Men who fear the
sunrise and the wind, reflected Paraashara in forgiveness, these are your twin discoveries: trade and
war. In these have you barred the light and touch of God.’ Armies faced
each other in battle, as in a mart of trade, with death as their tender; ants
and worms, burden-carriers of the mart, heaved their tiny loads of flesh from
the trenches, and hurried back and forth across the simmering line of battle.
Paraashara walked the captive Hayavadana along the
mountainside, where in dugouts of snow, the soldiers kept vigil; the dead,
their fingers frozen around their weapons, kept vigil over their own
decomposition.
‘Look Hayavadana,’ Paraashara said,’ so many cadavers! And
so much hide promises good trading.’
‘It does, indeed, General, sir.’
Imagine the fine things we can make with the hide, and the
travellers who will come here to buy them.’
Hayavadana now felt at ease with his captor. He volunteered,
‘We could do many more things to please the travellers, sir. We could set up
state-run bordellos. Women in cages would undoubtedly excite the travellers. It
would help them experience their own brutal past again.’
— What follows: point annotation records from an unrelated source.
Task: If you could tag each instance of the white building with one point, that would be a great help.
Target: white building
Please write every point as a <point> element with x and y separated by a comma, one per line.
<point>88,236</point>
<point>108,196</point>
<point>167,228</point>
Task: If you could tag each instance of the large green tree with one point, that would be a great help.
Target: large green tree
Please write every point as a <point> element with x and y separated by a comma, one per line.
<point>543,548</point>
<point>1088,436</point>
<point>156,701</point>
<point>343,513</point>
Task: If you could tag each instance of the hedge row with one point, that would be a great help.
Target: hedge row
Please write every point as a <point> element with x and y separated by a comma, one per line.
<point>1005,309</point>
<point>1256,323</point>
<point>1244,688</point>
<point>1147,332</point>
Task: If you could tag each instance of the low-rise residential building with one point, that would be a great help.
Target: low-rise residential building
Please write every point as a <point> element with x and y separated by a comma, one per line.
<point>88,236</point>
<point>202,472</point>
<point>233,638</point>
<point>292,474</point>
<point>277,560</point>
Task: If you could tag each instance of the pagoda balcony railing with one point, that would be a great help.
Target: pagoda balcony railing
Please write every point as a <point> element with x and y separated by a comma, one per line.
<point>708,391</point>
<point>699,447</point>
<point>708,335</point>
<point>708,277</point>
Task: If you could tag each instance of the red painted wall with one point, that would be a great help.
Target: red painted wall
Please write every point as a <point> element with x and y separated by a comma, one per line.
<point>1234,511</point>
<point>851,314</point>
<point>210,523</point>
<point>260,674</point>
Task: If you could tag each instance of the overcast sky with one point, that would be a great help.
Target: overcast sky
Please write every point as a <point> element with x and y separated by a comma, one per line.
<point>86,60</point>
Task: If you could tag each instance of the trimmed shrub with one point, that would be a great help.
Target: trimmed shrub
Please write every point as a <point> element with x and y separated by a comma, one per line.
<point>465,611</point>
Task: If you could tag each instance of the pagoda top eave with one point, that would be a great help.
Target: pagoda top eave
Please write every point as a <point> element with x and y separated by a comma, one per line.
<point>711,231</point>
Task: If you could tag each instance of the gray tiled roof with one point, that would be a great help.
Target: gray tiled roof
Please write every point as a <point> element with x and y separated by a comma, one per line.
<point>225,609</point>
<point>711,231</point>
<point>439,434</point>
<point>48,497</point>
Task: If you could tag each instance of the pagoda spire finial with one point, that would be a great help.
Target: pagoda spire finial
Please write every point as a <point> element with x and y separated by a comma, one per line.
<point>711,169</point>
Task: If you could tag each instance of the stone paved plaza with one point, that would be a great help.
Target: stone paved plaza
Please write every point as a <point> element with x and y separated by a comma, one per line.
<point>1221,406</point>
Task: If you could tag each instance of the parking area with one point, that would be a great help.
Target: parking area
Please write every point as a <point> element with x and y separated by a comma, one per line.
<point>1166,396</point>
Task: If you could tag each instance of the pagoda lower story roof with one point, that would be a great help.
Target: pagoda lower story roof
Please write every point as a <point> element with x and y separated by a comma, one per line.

‘Great will our earnings be, in precious hard currency. What
then might we do with all that money?
Hayavadana smiled at the thought.
‘Sir, we can import candy and toys.’
‘What else?’
`Guns and rockets, flying machines and machines to ignite
nuclear conflagrations.’
`What else?’
Hayavadana forgot his captivity as the guns aroused his
lust.
‘Concubines, sir,’ said the man-woman.
‘Concubines?’
‘Yes, sir. We make Sorrows so that we can buy guns. The
gun-sellers would reward us for buying from them, they will give us much gold.
With that gold we can pay for more concubines.’
‘The story of the wealth of nations?’
‘So it is, sir.’
--O.V.Vijayan, The Saga of Dharmapuri.